Chilean wines have come of age and country’s finest expressions are being taken seriously on the world stage now, according to the managing director of Almaviva.
Speaking to db over Zoom, Manuel Louzada said: “Fine wines from Chile are being taken more seriously now. Consumers are interested in these exciting wines and want to expand their horizons and try new things.
“Thirty years ago the goal in Chile was to make great wines at the entry level and focus on exports, but the wines have evolved in quality since then and the country is now home to some of the best Cabernet in the world.
“Cabernet Sauvignon from Puente Alto fantastic. There are less than 250ha of vineyards, and we have to preserve this unique patrimony. We make spectacular wines all over Chile now, so we need to be creating a lot of buzz around this.
“Chile has to show its entrepreneurial spirit in a proud way. The wines are there, and we need to get the message across – producers should be more ambitious.”
Louzada believes that Chilean wines offer something for everyone and the best way to appreciate them is to be open minded in your drinking habits.
“Wine is about diversity. When it comes to music I enjoy classical music and The Rolling Stones, and we should have broad tastes when it comes to drinking too.”
As to whether Chile is a ‘New World’ wine country, Louzada feels labels like ‘Old’ and ‘New World’ wines may now be a tad antiquated.
“From our perspective at Almaviva, we’ve been a château concept for over 25 years in Chile, and our wines are helping to smash the ‘New World’ stereotype.
“So called ‘New World’ wines used to be very focused on concentration, but we’re moving away from the labels of the past and the top terroir-driven wines in Chile have undergone an evolution from a winemaking perspective,” he said.

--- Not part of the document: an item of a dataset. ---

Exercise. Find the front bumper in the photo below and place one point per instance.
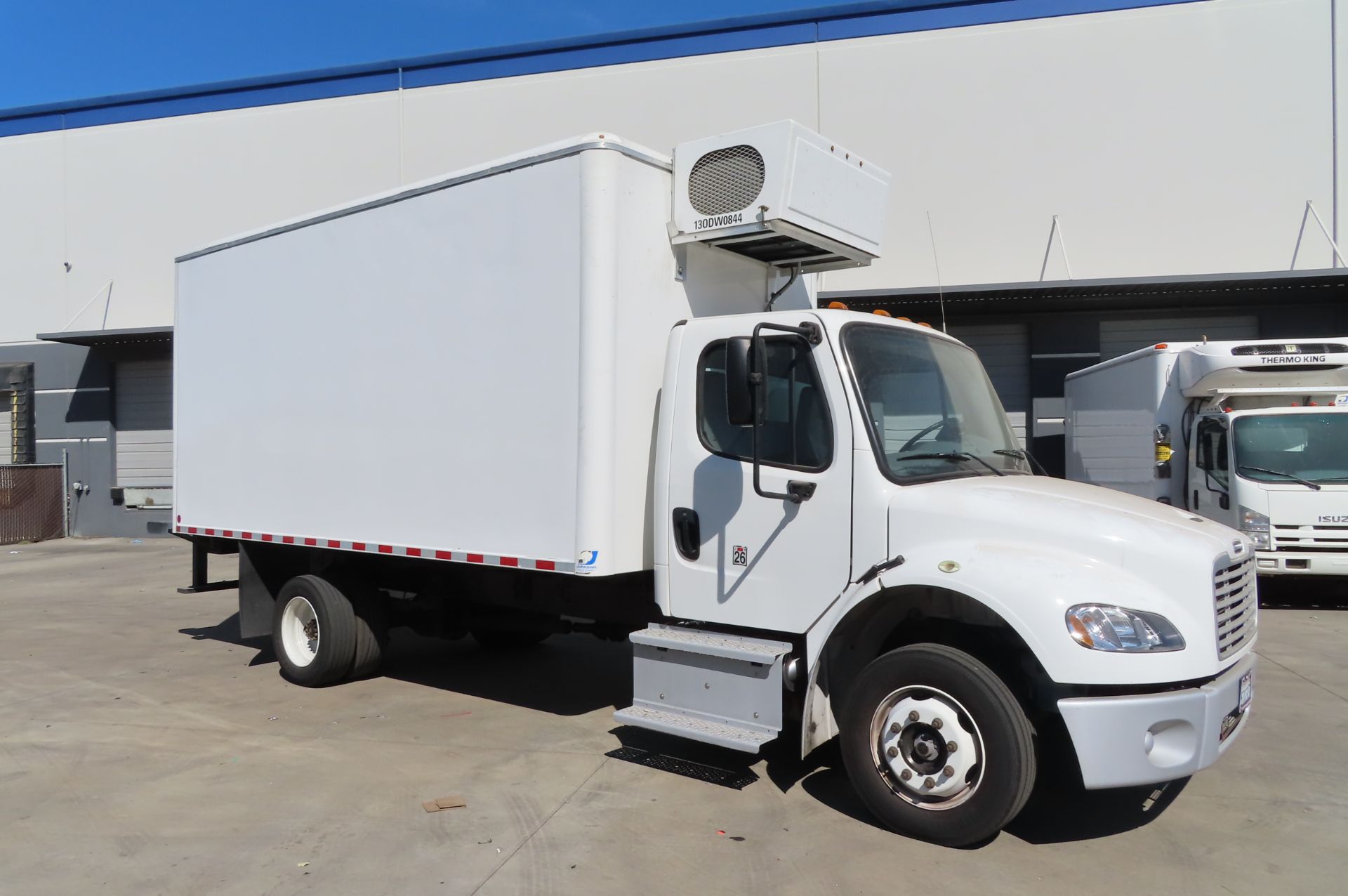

As for the 2021 vintage, Louzada is happy with how the wines look so far. “We’re looking for three things in our wines: fruitiness, freshness and liveliness on the palate from vibrant acidity. We’ve just finished the malolactic fermentation and the 2021 vintage is showing all three elements in an intense way – it’s close to 2018 in style,” he said.
Almaviva is also undertaking a replanting project, replanting 2-3% of its vines each year, and is looking at ways to reduce water in the grape growing process.